« Il est plus facile pour les historiens de travailler à Tunis, Istanbul ou Aix qu’à Alger » ( Fatima Zohra Guechi, historienne)
Fatima Zohra Guechi, professeure d’histoire à l’université de Constantine, brosse, dans cette interview, un tableau peu reluisant de la recherche en histoire en Algérie. Tout en rappelant l’indigence des moyens mis à la disposition des chercheurs, la bureaucratie, la chape de plomb politique et idéologique qui « tabouise » à outrance plusieurs questions, elle met le doigt sur les aspects pédagogiques et ceux liées aux langues d’enseignement de l’histoire qui se posent comme des freins infranchissables à l’épanouissement de cette discipline.

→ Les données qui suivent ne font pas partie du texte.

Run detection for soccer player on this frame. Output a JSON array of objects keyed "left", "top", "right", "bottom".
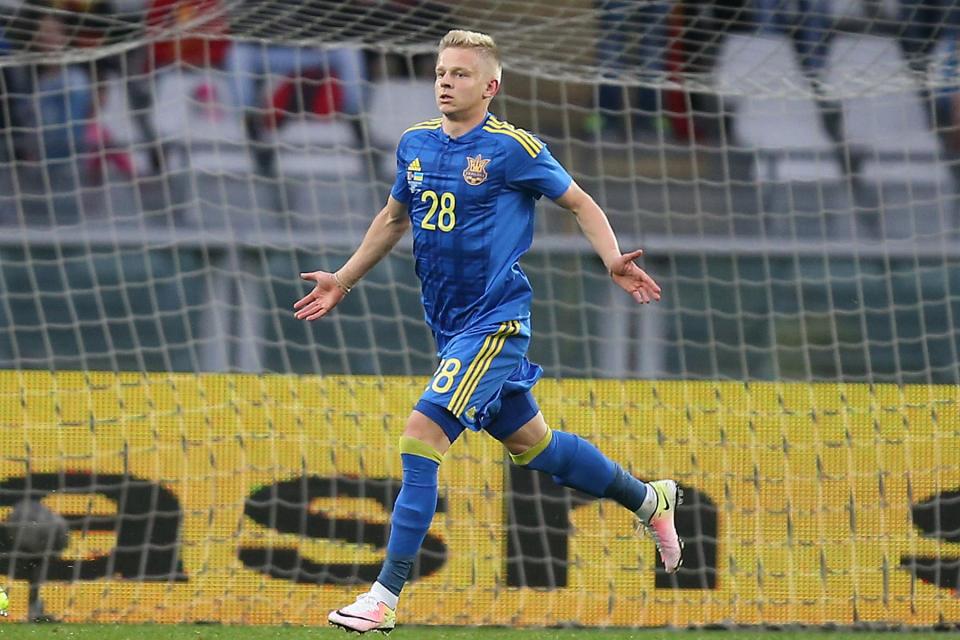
[{"left": 294, "top": 29, "right": 682, "bottom": 634}]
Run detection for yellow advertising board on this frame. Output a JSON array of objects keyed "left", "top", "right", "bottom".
[{"left": 0, "top": 371, "right": 958, "bottom": 627}]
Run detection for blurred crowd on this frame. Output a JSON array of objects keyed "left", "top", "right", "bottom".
[
  {"left": 0, "top": 0, "right": 445, "bottom": 185},
  {"left": 1, "top": 0, "right": 959, "bottom": 187},
  {"left": 593, "top": 0, "right": 960, "bottom": 147}
]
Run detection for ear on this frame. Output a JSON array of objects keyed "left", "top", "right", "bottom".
[{"left": 483, "top": 77, "right": 500, "bottom": 100}]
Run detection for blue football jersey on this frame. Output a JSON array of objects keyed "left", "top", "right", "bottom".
[{"left": 390, "top": 113, "right": 573, "bottom": 343}]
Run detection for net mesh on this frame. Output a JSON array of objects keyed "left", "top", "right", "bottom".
[
  {"left": 2, "top": 0, "right": 959, "bottom": 94},
  {"left": 0, "top": 0, "right": 959, "bottom": 628}
]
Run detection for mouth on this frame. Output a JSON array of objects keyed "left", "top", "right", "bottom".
[{"left": 438, "top": 94, "right": 453, "bottom": 103}]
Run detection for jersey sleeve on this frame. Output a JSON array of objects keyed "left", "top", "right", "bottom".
[
  {"left": 390, "top": 139, "right": 411, "bottom": 204},
  {"left": 504, "top": 139, "right": 573, "bottom": 200}
]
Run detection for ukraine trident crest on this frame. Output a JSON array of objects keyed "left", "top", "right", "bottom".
[{"left": 462, "top": 154, "right": 491, "bottom": 186}]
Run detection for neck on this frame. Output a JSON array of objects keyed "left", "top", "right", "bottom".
[{"left": 442, "top": 108, "right": 488, "bottom": 138}]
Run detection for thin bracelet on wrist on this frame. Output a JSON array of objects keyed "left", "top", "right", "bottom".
[{"left": 333, "top": 271, "right": 353, "bottom": 294}]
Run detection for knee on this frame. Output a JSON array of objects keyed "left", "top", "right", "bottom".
[
  {"left": 500, "top": 411, "right": 549, "bottom": 456},
  {"left": 403, "top": 414, "right": 452, "bottom": 456},
  {"left": 508, "top": 426, "right": 556, "bottom": 468}
]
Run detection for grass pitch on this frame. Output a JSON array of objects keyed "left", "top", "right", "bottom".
[{"left": 0, "top": 625, "right": 954, "bottom": 640}]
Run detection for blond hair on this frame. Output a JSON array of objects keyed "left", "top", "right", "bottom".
[{"left": 438, "top": 29, "right": 502, "bottom": 81}]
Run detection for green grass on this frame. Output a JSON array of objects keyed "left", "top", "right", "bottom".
[{"left": 0, "top": 625, "right": 954, "bottom": 640}]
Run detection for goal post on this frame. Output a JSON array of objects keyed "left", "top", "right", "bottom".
[{"left": 0, "top": 0, "right": 958, "bottom": 628}]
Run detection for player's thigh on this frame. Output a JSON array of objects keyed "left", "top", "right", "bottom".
[{"left": 421, "top": 320, "right": 527, "bottom": 430}]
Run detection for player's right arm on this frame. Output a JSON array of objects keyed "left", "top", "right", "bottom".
[{"left": 294, "top": 195, "right": 409, "bottom": 321}]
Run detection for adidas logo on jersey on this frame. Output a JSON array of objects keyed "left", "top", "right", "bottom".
[{"left": 406, "top": 158, "right": 424, "bottom": 193}]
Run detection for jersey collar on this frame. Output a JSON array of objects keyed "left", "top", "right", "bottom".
[{"left": 440, "top": 112, "right": 493, "bottom": 143}]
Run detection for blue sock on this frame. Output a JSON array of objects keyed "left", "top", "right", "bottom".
[
  {"left": 377, "top": 438, "right": 442, "bottom": 596},
  {"left": 602, "top": 464, "right": 648, "bottom": 512},
  {"left": 376, "top": 555, "right": 414, "bottom": 600},
  {"left": 511, "top": 428, "right": 616, "bottom": 498}
]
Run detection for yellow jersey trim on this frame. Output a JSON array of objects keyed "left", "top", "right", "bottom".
[
  {"left": 403, "top": 118, "right": 442, "bottom": 135},
  {"left": 483, "top": 124, "right": 542, "bottom": 158},
  {"left": 487, "top": 117, "right": 542, "bottom": 151},
  {"left": 484, "top": 116, "right": 543, "bottom": 157}
]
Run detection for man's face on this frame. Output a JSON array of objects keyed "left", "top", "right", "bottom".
[{"left": 435, "top": 47, "right": 497, "bottom": 118}]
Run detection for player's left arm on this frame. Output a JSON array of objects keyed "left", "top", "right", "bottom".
[{"left": 554, "top": 182, "right": 661, "bottom": 304}]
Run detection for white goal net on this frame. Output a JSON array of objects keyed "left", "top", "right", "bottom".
[{"left": 0, "top": 0, "right": 958, "bottom": 629}]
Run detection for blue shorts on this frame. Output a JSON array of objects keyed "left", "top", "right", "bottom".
[{"left": 414, "top": 319, "right": 543, "bottom": 443}]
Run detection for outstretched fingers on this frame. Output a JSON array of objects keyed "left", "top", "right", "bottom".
[
  {"left": 293, "top": 290, "right": 315, "bottom": 311},
  {"left": 304, "top": 306, "right": 329, "bottom": 321},
  {"left": 620, "top": 261, "right": 661, "bottom": 304},
  {"left": 639, "top": 271, "right": 661, "bottom": 299},
  {"left": 294, "top": 270, "right": 346, "bottom": 320},
  {"left": 295, "top": 299, "right": 328, "bottom": 321},
  {"left": 294, "top": 272, "right": 322, "bottom": 310},
  {"left": 633, "top": 281, "right": 661, "bottom": 304},
  {"left": 631, "top": 281, "right": 658, "bottom": 304}
]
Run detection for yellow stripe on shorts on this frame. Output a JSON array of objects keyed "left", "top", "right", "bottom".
[
  {"left": 448, "top": 321, "right": 520, "bottom": 417},
  {"left": 446, "top": 322, "right": 509, "bottom": 416}
]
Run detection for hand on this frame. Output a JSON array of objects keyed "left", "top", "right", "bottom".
[
  {"left": 294, "top": 271, "right": 347, "bottom": 321},
  {"left": 608, "top": 249, "right": 661, "bottom": 304}
]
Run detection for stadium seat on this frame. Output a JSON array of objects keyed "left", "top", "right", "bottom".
[
  {"left": 149, "top": 69, "right": 361, "bottom": 176},
  {"left": 367, "top": 79, "right": 437, "bottom": 147},
  {"left": 716, "top": 33, "right": 841, "bottom": 183},
  {"left": 827, "top": 34, "right": 948, "bottom": 185},
  {"left": 715, "top": 33, "right": 847, "bottom": 238}
]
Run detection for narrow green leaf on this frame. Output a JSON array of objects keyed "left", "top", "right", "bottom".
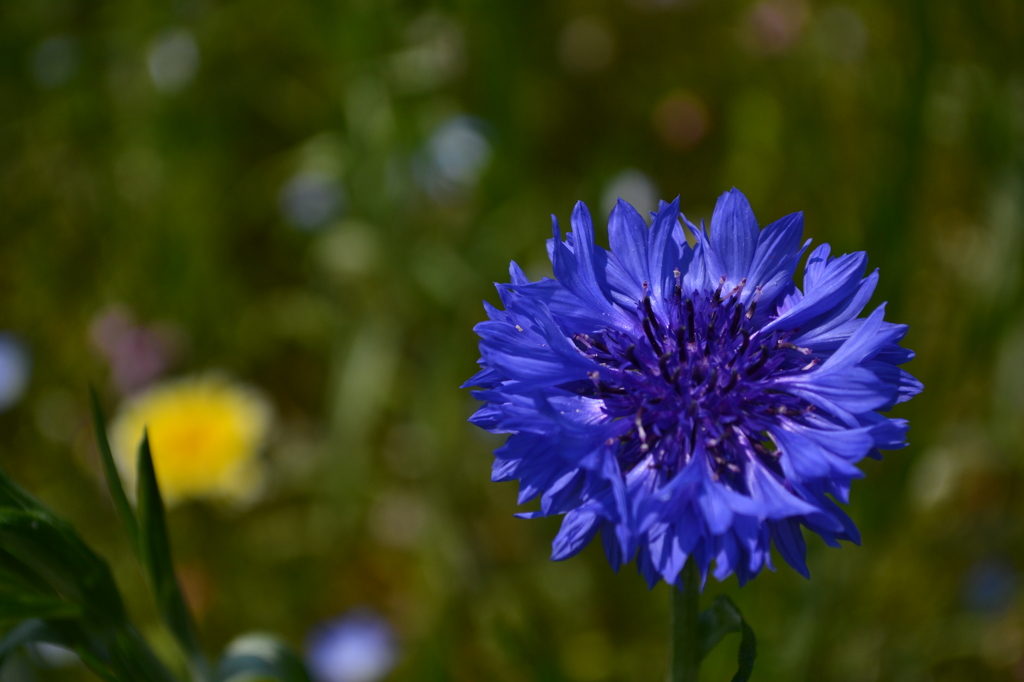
[
  {"left": 732, "top": 618, "right": 757, "bottom": 682},
  {"left": 89, "top": 386, "right": 140, "bottom": 556},
  {"left": 0, "top": 593, "right": 81, "bottom": 623},
  {"left": 216, "top": 633, "right": 313, "bottom": 682},
  {"left": 109, "top": 625, "right": 182, "bottom": 682},
  {"left": 136, "top": 431, "right": 209, "bottom": 682},
  {"left": 696, "top": 595, "right": 757, "bottom": 682}
]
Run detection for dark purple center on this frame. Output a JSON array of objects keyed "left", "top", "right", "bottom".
[{"left": 567, "top": 278, "right": 816, "bottom": 492}]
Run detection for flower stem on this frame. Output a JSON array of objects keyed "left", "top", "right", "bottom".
[{"left": 670, "top": 558, "right": 702, "bottom": 682}]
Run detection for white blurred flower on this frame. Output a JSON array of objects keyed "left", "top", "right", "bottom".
[
  {"left": 31, "top": 35, "right": 79, "bottom": 88},
  {"left": 279, "top": 171, "right": 345, "bottom": 230},
  {"left": 148, "top": 29, "right": 200, "bottom": 93},
  {"left": 414, "top": 116, "right": 491, "bottom": 203},
  {"left": 600, "top": 169, "right": 659, "bottom": 219},
  {"left": 429, "top": 116, "right": 491, "bottom": 185}
]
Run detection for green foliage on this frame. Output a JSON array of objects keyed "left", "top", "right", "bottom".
[
  {"left": 697, "top": 596, "right": 756, "bottom": 682},
  {"left": 0, "top": 402, "right": 312, "bottom": 682},
  {"left": 136, "top": 432, "right": 209, "bottom": 682},
  {"left": 89, "top": 387, "right": 140, "bottom": 558},
  {"left": 0, "top": 463, "right": 176, "bottom": 682}
]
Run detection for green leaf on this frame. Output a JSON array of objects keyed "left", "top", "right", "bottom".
[
  {"left": 0, "top": 509, "right": 125, "bottom": 626},
  {"left": 697, "top": 595, "right": 757, "bottom": 682},
  {"left": 136, "top": 431, "right": 209, "bottom": 682},
  {"left": 0, "top": 462, "right": 180, "bottom": 682},
  {"left": 109, "top": 625, "right": 182, "bottom": 682},
  {"left": 732, "top": 618, "right": 756, "bottom": 682},
  {"left": 0, "top": 593, "right": 81, "bottom": 623},
  {"left": 216, "top": 633, "right": 312, "bottom": 682},
  {"left": 0, "top": 547, "right": 57, "bottom": 595},
  {"left": 89, "top": 387, "right": 140, "bottom": 557},
  {"left": 697, "top": 595, "right": 743, "bottom": 659}
]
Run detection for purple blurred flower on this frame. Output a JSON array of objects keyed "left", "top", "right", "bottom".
[
  {"left": 305, "top": 610, "right": 398, "bottom": 682},
  {"left": 89, "top": 305, "right": 179, "bottom": 394},
  {"left": 0, "top": 333, "right": 31, "bottom": 412}
]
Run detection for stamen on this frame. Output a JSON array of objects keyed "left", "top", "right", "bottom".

En tant qu’historienne, quel regard portez-vous sur l’écriture de l’histoire, antique, médiévale ou contemporaine, en Algérie ? Comment se porte-t-elle selon vous ?
En tant qu’historienne, il n’est pas facile d’avoir un regard d’ensemble sur l’écriture de l’histoire. Chacun de nous reste « englué » ou enfoncé dans ses obstacles et missions quotidiennes. Les recherches en cours sont très différentes et parfois très riches, mais les échanges sont limités. Même les efforts consentis par le ministère de la Culture pour soutenir l’édition n’a pas donné les résultats escomptés. La disponibilité des exemplaires dans les bibliothèques des villes ne suffit pas. La part des bibliothèques universitaires dans ces dons est minime ; de plus, les éditeurs n’impriment que quelques centaines d’exemplaires, en plus du nombre requis pour le ministère, ce qui crée des frustrations à savoir que l’ouvrage est publié mais n’est disponible que dans quelques librairies et pour peu de temps.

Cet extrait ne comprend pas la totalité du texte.